Stiff was released on March 25, 2016, on Downtown Records. Mark Demig, who reviewed the album for AllMusic said "The edgy energy that's long been the band's trademark is present in abundance here, which is welcome news since Stiff debuts a new White Denim lineup." and added that "The tone here is frequently playful, especially when Petralli lets his blue-eyed soul accents come forth. But the attack is taut and the force of this music is no joke." NME give the album three out of five stars, concluding "[The group] wear their virtuosity proudly and with each album their brand of bluesy, Southern-style boogie-woogie becomes less obscured by experimentation, although whether or not that’s a good thing is a moot point.
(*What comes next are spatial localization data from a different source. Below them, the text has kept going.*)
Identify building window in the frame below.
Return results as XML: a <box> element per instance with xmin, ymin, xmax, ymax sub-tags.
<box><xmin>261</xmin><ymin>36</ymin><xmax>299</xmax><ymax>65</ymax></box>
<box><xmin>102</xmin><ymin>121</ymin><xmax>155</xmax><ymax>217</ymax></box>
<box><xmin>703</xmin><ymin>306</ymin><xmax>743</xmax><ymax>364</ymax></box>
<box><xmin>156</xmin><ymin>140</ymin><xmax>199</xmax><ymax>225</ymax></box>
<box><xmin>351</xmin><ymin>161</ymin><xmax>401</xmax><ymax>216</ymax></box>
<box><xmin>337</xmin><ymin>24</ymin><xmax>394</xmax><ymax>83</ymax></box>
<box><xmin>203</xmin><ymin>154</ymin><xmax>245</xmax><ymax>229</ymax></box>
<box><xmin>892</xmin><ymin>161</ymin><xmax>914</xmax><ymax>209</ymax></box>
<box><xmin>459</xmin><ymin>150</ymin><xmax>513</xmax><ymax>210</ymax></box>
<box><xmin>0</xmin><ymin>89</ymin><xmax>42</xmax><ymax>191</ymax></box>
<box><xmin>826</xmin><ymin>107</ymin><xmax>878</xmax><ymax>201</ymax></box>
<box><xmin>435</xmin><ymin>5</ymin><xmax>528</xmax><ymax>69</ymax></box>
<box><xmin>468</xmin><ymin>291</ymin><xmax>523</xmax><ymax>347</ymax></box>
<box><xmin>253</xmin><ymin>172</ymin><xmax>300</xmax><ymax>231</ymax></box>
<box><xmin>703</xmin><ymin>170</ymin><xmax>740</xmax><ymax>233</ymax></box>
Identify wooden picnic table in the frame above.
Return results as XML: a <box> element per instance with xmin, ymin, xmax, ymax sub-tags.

This is certainly the kind of music punk had to be invented for." The Guardian awarded Stiff four out of five stars, praising the soul influence on the songwriting – "Live, they may make your knees shake like Robert Plant, but on record the musicianship often eclipses the songs, resulting in a lack of truly memorable bangers. [Corsicana Lemonade] went some way towards changing that, but on their seventh, the Ethan Johns-produced Stiff, they’ve nailed it by embracing soul – or rather, running into its syrupy-sweet waters."

Professional ratings
Aggregate scores
| Source | Rating |
| Metacritic | 75/100 |
Review scores
| Source | Rating |
| AllMusic |  |
| NME |  |
| Clash Magazine |  |
| Drowned in Sound |  |
| The Guardian |  |
| Mojo |  |
| State |  |
| Uncut |  |

===Accolades===

| Publication | Accolade | Year | Rank |
|---|---|---|---|
| Mojo | The 50 Best Albums of 2016 | 2016 | 39 |

==Track listing==

| No. | Title | Length |
|---|---|---|
| 1. | "Had 2 Know (Personal)" | 4:06 |
| 2. | "Ha Ha Ha Ha (Yeah)" | 3:53 |
| 3. | "Holda You (I’m Psycho)" | 4:00 |
| 4. | "There’s a Brain in My Head" | 3:33 |
| 5. | "Take It Easy (Ever After Lasting Love)" | 3:26 |
| 6. | "(I’m the One) Big Big Fun" | 4:16 |
| 7. | "Real Deal Momma" | 3:48 |
| 8. | "Mirrored in Reverse" | 4:06 |
| 9. | "Thank You" | 4:38 |
| Total length: |  | 35:46 |

==Personnel==
===White Denim===
- James Petralli – vocals and guitar
- Steve Terebecki – bass, group vocals, synthesizer
- Jonathon Horne – guitar, group vocals
- Jeff Olson – drums, percussion, synthesizer, group vocals

===Live===
- Mike St. Clair – trumpet, synthesizer

===Additional personnel===
- Ethan Johns – producer

==Charts==

| Chart (2016) | Peak position |
|---|---|
| UK Albums (OCC) | 20 |

== Appearances ==
"Ha Ha Ha Ha (Yeah)" was featured in the reveal trailer for the Nintendo Switch.